Our Bewildered
Soldiers Heard Them Shooting, Now Before, Now Behind Them, As They
Glided From Place To Place Through Fissures And Subterranean Passes,
All The While As Invisible As Gyges Wearing His Magic Ring.
To judge
from the few I have seen, Modocs are not very amiable-looking people
at best.
When, therefore, they were crawling stealthily in the gloomy
caverns, unkempt and begrimed and with the glare of war in their eyes,
they must have seemed very demons of the volcanic pit.
Captain Jack's cave is one of the many somber cells of the castle. It
measures twenty-five or thirty feet in diameter at the entrance, and
extends but a short distance in a horizontal direction. The floor is
littered with the bones of the animals slaughtered for food during the
war. Some eager archaeologist may hereafter discover this cabin and
startle his world by announcing another of the Stone Age caves. The
sun shines freely into its mouth, and graceful bunches of grass and
eriogonums and sage grow about it, doing what they can toward its
redemption from degrading associations and making it beautiful.

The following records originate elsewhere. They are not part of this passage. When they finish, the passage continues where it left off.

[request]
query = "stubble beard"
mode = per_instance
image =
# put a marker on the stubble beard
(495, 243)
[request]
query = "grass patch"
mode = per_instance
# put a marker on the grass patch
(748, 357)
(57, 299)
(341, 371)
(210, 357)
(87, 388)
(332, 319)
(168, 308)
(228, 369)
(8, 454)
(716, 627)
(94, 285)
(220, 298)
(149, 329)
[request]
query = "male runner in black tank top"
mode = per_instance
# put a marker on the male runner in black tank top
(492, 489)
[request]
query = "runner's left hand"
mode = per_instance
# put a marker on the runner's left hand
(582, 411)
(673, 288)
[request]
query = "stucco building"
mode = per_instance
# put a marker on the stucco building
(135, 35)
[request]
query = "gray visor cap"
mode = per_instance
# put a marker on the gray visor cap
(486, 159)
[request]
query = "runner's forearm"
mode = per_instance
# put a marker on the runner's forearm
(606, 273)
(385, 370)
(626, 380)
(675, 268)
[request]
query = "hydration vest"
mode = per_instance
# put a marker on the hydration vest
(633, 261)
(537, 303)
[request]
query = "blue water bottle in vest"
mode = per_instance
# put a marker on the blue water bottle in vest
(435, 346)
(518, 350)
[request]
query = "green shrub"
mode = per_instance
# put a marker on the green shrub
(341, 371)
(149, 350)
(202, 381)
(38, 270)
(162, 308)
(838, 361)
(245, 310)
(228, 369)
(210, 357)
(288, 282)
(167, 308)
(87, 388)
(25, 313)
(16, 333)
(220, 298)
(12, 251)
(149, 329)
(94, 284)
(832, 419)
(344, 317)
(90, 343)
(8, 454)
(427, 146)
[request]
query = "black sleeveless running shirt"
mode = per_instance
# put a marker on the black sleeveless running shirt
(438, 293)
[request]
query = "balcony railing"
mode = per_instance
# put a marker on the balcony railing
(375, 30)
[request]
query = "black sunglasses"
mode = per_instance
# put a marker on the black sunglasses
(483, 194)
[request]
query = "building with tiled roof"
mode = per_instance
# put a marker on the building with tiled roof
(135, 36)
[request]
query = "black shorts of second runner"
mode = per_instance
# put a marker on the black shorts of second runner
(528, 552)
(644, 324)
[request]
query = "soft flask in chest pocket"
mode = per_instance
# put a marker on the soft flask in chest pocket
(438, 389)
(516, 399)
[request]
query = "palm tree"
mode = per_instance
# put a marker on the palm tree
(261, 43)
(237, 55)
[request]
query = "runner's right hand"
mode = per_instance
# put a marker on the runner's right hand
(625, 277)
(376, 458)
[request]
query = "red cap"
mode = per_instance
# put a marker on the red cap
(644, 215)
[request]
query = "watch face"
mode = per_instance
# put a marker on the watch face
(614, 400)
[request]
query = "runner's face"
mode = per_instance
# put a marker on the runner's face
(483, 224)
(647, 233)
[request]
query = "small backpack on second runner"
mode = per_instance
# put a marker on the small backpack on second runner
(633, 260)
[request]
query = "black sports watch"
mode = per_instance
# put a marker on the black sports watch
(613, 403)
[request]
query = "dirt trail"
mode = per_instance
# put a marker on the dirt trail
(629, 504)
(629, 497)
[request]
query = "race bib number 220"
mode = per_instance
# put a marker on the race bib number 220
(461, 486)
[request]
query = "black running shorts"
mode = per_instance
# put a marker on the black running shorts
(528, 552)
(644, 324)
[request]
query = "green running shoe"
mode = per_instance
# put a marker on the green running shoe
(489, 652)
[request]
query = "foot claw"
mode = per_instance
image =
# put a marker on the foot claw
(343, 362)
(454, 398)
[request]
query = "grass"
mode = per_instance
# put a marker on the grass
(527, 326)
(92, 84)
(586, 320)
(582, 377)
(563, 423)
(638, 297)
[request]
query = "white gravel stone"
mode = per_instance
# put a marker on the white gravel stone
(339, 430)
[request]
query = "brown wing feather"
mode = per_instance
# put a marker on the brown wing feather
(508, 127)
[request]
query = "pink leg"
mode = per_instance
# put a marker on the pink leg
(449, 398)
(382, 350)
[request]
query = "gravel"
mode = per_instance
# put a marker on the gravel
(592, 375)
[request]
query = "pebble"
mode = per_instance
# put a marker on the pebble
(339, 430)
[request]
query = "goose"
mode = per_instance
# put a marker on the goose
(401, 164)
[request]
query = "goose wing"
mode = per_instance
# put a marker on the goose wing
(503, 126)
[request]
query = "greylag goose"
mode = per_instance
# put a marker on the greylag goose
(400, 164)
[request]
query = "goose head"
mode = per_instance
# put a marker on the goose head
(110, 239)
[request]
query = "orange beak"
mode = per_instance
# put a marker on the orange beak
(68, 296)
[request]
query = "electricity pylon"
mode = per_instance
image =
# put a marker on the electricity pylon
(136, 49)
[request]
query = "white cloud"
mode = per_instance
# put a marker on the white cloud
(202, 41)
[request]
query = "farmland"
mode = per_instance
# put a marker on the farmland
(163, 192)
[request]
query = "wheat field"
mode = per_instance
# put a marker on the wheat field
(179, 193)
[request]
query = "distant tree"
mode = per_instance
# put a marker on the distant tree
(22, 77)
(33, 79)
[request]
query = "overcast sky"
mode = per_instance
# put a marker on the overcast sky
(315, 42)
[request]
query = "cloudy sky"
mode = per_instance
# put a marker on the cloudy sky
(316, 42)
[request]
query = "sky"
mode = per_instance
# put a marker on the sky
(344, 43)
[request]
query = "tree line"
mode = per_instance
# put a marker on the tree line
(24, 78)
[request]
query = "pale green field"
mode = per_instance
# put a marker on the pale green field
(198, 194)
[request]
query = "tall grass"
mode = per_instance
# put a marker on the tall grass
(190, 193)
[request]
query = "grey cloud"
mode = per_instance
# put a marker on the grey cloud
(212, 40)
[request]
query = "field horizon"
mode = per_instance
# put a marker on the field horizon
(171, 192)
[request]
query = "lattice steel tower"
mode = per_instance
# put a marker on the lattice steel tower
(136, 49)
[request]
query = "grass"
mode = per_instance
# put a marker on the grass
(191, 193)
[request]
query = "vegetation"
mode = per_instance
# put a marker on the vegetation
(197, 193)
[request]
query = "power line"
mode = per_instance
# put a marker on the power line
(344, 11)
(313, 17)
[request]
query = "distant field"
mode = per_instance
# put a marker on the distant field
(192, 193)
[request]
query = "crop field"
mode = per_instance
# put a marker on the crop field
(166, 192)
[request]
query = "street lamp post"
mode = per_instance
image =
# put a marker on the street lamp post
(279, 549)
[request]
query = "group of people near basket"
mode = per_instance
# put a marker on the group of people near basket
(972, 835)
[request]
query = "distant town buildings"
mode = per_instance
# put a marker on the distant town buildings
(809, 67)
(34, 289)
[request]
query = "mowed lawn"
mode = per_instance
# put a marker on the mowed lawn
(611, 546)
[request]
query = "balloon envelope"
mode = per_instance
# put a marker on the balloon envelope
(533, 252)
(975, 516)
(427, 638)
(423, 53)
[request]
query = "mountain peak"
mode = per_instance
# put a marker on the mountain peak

Where the lava meets the lake there are some fine curving bays,
beautifully embroidered with rushes and polygonums, a favorite resort
of waterfowl. On our return, keeping close along shore, we caused a
noisy plashing and beating of wings among cranes and geese. The
ducks, less wary, kept their places, merely swimming in and out
through openings in the rushes, rippling the glassy water, and raising
spangles in their wake. The countenance of the lava beds became less
and less forbidding. Tufts of pale grasses, relieved on the jet
rocks, looked like ornaments on a mantel, thick-furred mats of emerald
mosses appeared in damp spots next the shore, and I noticed one tuft
of small ferns. From year to year in the kindly weather the beds are
thus gathering beauty - beauty for ashes.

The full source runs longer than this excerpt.